Извозчик слышал лишь отдаленные слова:
— Вечером… Не прозевай, братец. Помни час… Потом еще получишь! — и прочее непонятное.
— Эти таинственные переговоры кончались тем, что Лужковский совал сторожу трехрублевую ассигнацию, садился в пролетку, многозначительно прикладывал указательный палец к губам, потом им же грозил в сторону кланяющегося сторожа и ехал к другой церкви.
Речь он начал в зале, набитом битком.
Было послеобеденное время, в суд явились все те, кто по занятости на службе не мог присутствовать на утренних заседаниях.
Николай Гаврилович встал, осмотрел публику, перебрал лежащие перед ним листки и начал:
— Господа судьи! Документы прочитаны, свидетели выслушаны, обвинитель сказал свое слово, но жгучий и решающий вопрос не поставлен отчетливо…
В зале — движение, лорнеты, как по команде, вскинуты, председательствующий прикладывает сухую ручку к уху, а Лужковский, сделав паузу, продолжает:
— Между тем вопрос этот рвется наружу. Заткните мои уши, завяжите мне глаза, зажмите мои уста — все равно он пробьется наружу. Он в фактах нами изученного дела, о нем вещают те вчера и позавчера заведенные порядки в одной из послереформенных барских усадеб, где противоестественный союз русского человека с немцем-управляющим обессиливал русского мужика…
Все взгляды направлены на Улусова. Взор земского, в свою очередь, устремлен на председательствующего, словно он ищет защиты. Но председательствующий не обращает внимания на взгляды Улусова, — ему надоело его нагло-трусливое поведение.
— Всякая чуткая душа, — говорил между тем Лужковский, — всякая пробужденная совесть требует от меня, чтобы решающий вопрос не был обойден. И я призываю вас благосклонно выслушать меня.
Судьи кивают головами, как бы выражая свое согласие. В такт им кивает публика.
— Чувство меры удержит меня, — проникновенным тоном заговорил Лужковский, — от многоглаголания… Моя совесть внушает мне, что я не вправе оставить на произвол судьбы то, что должно всецело владеть моими устремлениями, — заботу о будущности подзащитных, заботу о том, чтобы отклонить удар, направленный на головы этих несчастных.
Лужковский пьет воду. Все сидят, не шелохнувшись, и ждут, когда адвокат окончит интересное занятие. Стакан звякает о графин; Лужковский продолжает:
— И я глубоко убежден, что история возникновения прискорбного события имеет глубокие корни в прошлом.
Судья отнимает ладошку от уха и мелодично звякает колокольчиком, призывая адвоката не залезать слишком глубоко в прошлое.
— Бытовой (Лужковский подчеркивает это слово, давая тем понять председателю, что он отнюдь не желает залезать в глубины политического прошлого), бытовой, — повторяет он, — очерк дела выведет наружу действительные причины, мощные, неотвратимые, наличность которых меняет точку зрения на события.
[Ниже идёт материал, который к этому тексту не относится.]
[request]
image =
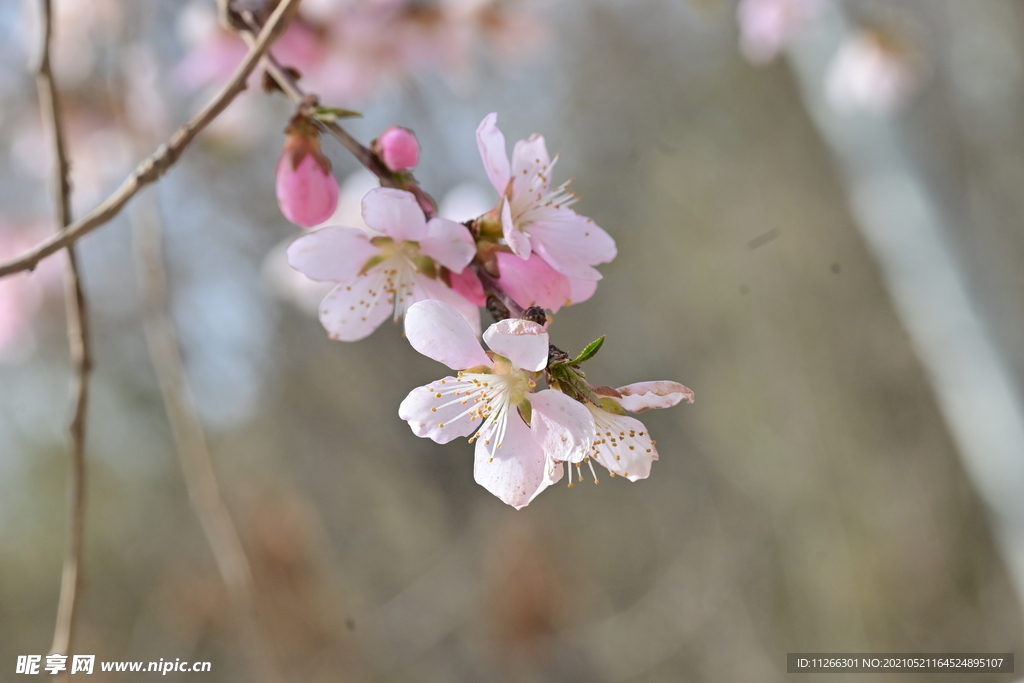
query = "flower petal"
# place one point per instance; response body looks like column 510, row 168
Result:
column 517, row 471
column 532, row 282
column 529, row 161
column 570, row 243
column 581, row 290
column 522, row 342
column 517, row 240
column 441, row 418
column 439, row 332
column 449, row 243
column 352, row 310
column 467, row 284
column 333, row 253
column 395, row 213
column 645, row 395
column 562, row 426
column 623, row 444
column 424, row 288
column 492, row 144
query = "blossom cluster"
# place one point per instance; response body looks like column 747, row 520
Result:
column 529, row 252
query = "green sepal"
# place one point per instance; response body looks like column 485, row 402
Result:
column 375, row 260
column 332, row 114
column 589, row 351
column 570, row 381
column 611, row 406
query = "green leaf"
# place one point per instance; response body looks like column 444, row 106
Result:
column 331, row 114
column 590, row 351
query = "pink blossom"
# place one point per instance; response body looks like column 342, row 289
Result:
column 621, row 443
column 871, row 72
column 766, row 26
column 519, row 432
column 531, row 282
column 383, row 275
column 398, row 148
column 307, row 193
column 534, row 217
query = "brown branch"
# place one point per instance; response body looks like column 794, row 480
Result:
column 189, row 439
column 290, row 87
column 164, row 158
column 78, row 339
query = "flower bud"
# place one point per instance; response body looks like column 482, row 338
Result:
column 307, row 193
column 398, row 148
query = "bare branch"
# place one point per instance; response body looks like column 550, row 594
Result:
column 164, row 158
column 189, row 439
column 78, row 339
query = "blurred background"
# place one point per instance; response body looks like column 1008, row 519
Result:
column 814, row 498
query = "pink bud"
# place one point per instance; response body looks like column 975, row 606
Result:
column 306, row 193
column 398, row 148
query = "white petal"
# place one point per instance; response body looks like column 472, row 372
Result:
column 623, row 444
column 517, row 240
column 522, row 342
column 449, row 243
column 333, row 253
column 395, row 213
column 517, row 471
column 645, row 395
column 529, row 160
column 563, row 427
column 570, row 243
column 426, row 289
column 352, row 310
column 492, row 144
column 439, row 418
column 439, row 332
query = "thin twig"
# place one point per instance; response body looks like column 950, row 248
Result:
column 161, row 160
column 78, row 340
column 189, row 439
column 290, row 87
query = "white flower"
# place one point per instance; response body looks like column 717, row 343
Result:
column 382, row 276
column 535, row 217
column 493, row 397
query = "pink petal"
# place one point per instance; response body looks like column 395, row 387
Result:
column 440, row 419
column 352, row 310
column 307, row 195
column 532, row 282
column 467, row 285
column 623, row 444
column 529, row 160
column 399, row 148
column 517, row 471
column 332, row 253
column 571, row 243
column 522, row 342
column 449, row 243
column 517, row 241
column 563, row 426
column 424, row 288
column 646, row 395
column 395, row 213
column 492, row 144
column 439, row 332
column 581, row 290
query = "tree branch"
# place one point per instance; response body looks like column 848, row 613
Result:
column 164, row 158
column 78, row 340
column 189, row 439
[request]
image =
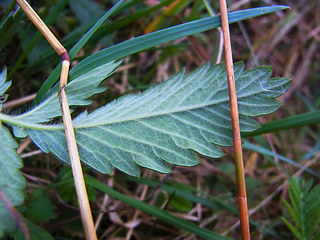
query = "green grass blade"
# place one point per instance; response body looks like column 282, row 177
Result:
column 154, row 211
column 264, row 151
column 287, row 123
column 144, row 42
column 73, row 52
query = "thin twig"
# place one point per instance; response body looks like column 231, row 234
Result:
column 85, row 210
column 242, row 196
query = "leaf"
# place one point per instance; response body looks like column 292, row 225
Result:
column 78, row 91
column 304, row 209
column 162, row 124
column 144, row 42
column 11, row 180
column 36, row 233
column 85, row 10
column 12, row 183
column 38, row 207
column 162, row 215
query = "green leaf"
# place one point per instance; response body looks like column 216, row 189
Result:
column 78, row 92
column 73, row 52
column 85, row 10
column 144, row 42
column 12, row 183
column 36, row 233
column 162, row 124
column 38, row 207
column 304, row 209
column 300, row 120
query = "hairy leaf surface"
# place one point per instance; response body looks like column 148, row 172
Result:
column 78, row 91
column 11, row 180
column 12, row 183
column 162, row 124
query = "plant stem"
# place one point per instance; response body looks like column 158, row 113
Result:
column 84, row 205
column 82, row 195
column 242, row 196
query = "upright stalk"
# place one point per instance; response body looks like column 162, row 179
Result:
column 242, row 196
column 85, row 210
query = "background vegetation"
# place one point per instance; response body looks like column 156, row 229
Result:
column 289, row 41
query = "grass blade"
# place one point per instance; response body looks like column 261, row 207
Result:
column 252, row 147
column 73, row 52
column 144, row 42
column 287, row 123
column 154, row 211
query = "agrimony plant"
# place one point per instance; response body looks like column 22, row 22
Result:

Одобрительный шорох проносится по залу.
Изучим же бытовые факты дела. Особенность его — ничтожный, кошачий, по меткому выражению голодного остроумия, надел. Конечно, надел этот согласен с буквой закона, требовать от закона большего во имя идеального права нельзя. Для тех людей, которые не знают долга выше предписанного законом, которые не чувствуют, что закон — это лишь минимум права…
Председательствующий снова слабо звякает в колокольчик, но на этот раз Лужковский не снижает, а возвышает голос.
— …над которым высится иной идеал, идеал наживы, — для тех людей этот кошачий надел — факт безупречный.
В голосе адвоката рыдающие ноты. Дамы из публики, каждая из которых имеет свою земельку где-то среди просторов губернии, тем не менее тоже вздыхают и шепчут: «Кошачий надел! Ах, ах, кошачий!»
— Уясним же себе, что вышло из этой полуголодной свободы, дарованной нашему крестьянству сорок лет назад. Родилась необходимость вечно одалживаться у помещика землей. Долги росли, кредитор властвовал над должником, закабалял работой на себя… Вы посмотрите на этого крестьянина! — Лужковский простирает руки к Андрею Андреевичу.
На Андрея Андреевича обращены взоры всего зала. Он смущается и прячет глаза.